Unfortunately, or maybe not, I feel like that’s a bad idea. I feel like I still need to sculpt Blanche’s new neighborhood mostly from scratch. I can have my main character experience something similar… but not completely similar. And while I feel I need to figure out the backgrounds of the people she meets and what role they play in her life throughout the series… maybe that part can wait for a next draft. Maybe that isn’t the most important thing I need to figure out right now, and it may not even be relevant by the time I write the final draft of this novel.

I don’t know exactly what’s going to happen. I wish I could just write and and edit and publish and have it be that simple. I wish I could write books that were that simple. I wish I could just start publishing my books and build a following faster and start creating an income, because at this point, any amount of money would help. Even if it were just eight cents, like one of my author friends recently got on their royalty check.
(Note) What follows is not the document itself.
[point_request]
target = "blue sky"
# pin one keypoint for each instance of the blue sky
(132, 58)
Honestly, I’m hoping that one of those crazy miracle type things will pop up in my life and suddenly I’ll be involved in some kind of project bigger than one of my own books and it’ll help launch my career and all. Like last night when I dreamed that a published author who wrote similar books and had a following found me on twitter and suggested we collaborate on a fantasy book. I feel like if that kind of thing were to happen in my life, right now would be a good time for it. But obviously, I can’t count on that. The most I can do is daydream. And write, and network, and look for opportunities, and work on personal development, and expand my knowledge on both general and writing career-related topics.

So there is a lot to do in the meantime, whatever might happen in the future.

And as long as I don’t let the anxiety get to me, I really am excited about the goals and plans I have for myself. I know I can do it. I don’t know how hard it will be or what else I have to figure out, but I will get it done. I will get my books out there. And that, I feel, is when I’ll really start to make an impact on the world.